Resolveu partir, mas ainda no princípio de 1810 esteve à testa da
companhia de S. Carlos, dirigindo a sua ópera L'oro non compra
amore; nesse ano escreveu um Credo, cuja partitura
autografa dizem existir na Biblioteca da Ajuda. Depois partiu
definitivamente, levando consigo seu irmão, Simão Victorino de
Portugal, organista da patriarcal e também compositor. Chegou ao
Rio de Janeiro em 1811, sendo ali recebido pelo príncipe regente e
pela corte com as maiores considerações e estima. As primeiras músicas
que compôs, foram uma grande missa a quatro vozes e orquestra
completa, e umas matinas para a festa do Natal. Em 12 de outubro de
1813, aniversário natalício do príncipe D. Pedro, inaugurou-se o
grandioso teatro de S. João, construído à semelhança do de S.

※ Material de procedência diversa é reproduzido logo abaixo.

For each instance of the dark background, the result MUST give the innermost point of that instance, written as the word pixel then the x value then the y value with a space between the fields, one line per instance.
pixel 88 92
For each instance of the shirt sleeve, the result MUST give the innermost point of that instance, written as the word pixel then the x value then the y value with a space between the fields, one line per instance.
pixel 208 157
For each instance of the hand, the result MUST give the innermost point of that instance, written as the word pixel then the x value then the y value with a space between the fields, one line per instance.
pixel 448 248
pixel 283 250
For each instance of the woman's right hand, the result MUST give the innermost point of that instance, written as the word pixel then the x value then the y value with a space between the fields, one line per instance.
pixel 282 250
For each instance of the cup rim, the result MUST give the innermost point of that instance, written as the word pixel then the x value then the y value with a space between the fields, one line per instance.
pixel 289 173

Carlos, de Lisboa, e a peça alegórica representada nessa ocasião
foi obra de Marcos, intitulada O Juramento dos Numes, sendo a
poesia escrita por D. Gastão Fausto da Câmara Coutinho. No mesmo
teatro cantaram-se depois muitas das suas outras antigas óperas. O
Teatro de S. João ardeu em 1823, sendo depois reconstruído com o título
de Teatro de S. Pedro de Alcântara. Alimentando a actividade do
teatro com as peças já anteriormente escritas, o seu trabalho de
composição no Rio de Janeiro consistiu principalmente em música
religiosa para o serviço da real capela. Também compôs música
para a antiga farsa A Saloia namorada, que se cantou em 1812
pelos negros, alunos do conservatório estabelecido por D. João VI.

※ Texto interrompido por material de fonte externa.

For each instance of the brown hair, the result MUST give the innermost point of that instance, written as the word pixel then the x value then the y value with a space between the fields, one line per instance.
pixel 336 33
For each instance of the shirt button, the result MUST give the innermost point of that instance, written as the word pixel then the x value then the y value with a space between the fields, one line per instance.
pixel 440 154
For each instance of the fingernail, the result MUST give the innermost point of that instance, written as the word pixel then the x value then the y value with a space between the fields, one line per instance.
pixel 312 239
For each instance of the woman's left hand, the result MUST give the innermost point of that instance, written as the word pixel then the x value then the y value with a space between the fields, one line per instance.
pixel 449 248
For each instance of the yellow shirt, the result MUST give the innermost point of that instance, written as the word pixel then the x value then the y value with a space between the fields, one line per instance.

A vaidade de Marcos e o apreço em que era tido, não podiam deixar
de criar-lhe grandes inimizades. Um seu encarniçado inimigo, Luís
Joaquim dos Santos Marrocos, deixou alguns escritos manifestando
claramente a sua má vontade contra o ilustre maestro português. No
entretanto, apesar da inveja que o pretendia amesquinhar, Marcos de
Portugal continuava vivendo perfeitamente com relação à sua posição
social e aos interesses pecuniários. Recebia de Lisboa o ordenado
de mestre do Seminário, era mestre do príncipe D. Pedro, e andava
nas seges da Casa Real, recebendo também presentes importantes.
Em
1811 teve um primeiro insulto apopléctico, e em 1817, um segundo,
que muito o transtornou, e tanto que em 1821 quando D. João VI
regressou a Portugal, não o pôde acompanhar. Acabaram-se-Ihe então
todas as regalias. Não tendo nunca reservado parte dos grandes
proventos que alcançara, juntou-se à perda do prestígio a falta
de recursos. Recolheu-se então a casa duma velha fidalga, a viúva
marquesa de Aguiar, onde faleceu em relativa pobreza e completo
esquecimento, com sessenta e oito anos incompletos.
Em
1801, quando reabriu o teatro italiano em Paris, por influência de
Bonaparte, cantou-se a obra de Marcos Portugal, Non irritar le
donne, publicando nessa ocasião Le Moniteur Universel
uma elogiosa apreciação da ópera. O Fernando in Messico
cantou-se em Londres com grande êxito, pela célebre cantora
inglesa Elisabeth Bellington. O escritor inglês Burgh, num livro
intitulado Anedoctes of music, qualifica de admirável a ópera
de Marcos Portugal. Esta mesma ópera foi cantada em Roma pela
citada cantora. Em S. Petersburgo cantaram se as óperas Il
Principe Spazzacamino; o Artaserse e L'Astuta,
etc. Para atestar o grande merecimento de Marcos de Portugal, basta
a aceitação que as suas óperas tiveram em quase todos os teatros
da Europa, e com especialidade em Itália, onde foi recebido a par
de Cimarosa, Paisiello e outros compositores célebres seus
contemporâneos. No Dicionário biográfico de Músicos Portugueses,
de Ernesto Vieira, no vol. II, pág. 191 a 130, e 471 a 473, vem
publicada uma minuciosa biografia do notável maestro português,
donde extraímos estes apontamentos e transcrevemos alguns trechos.
Nessas páginas também se encontra a relação do enorme reportório
das suas obras, tanto teatrais, como religiosas.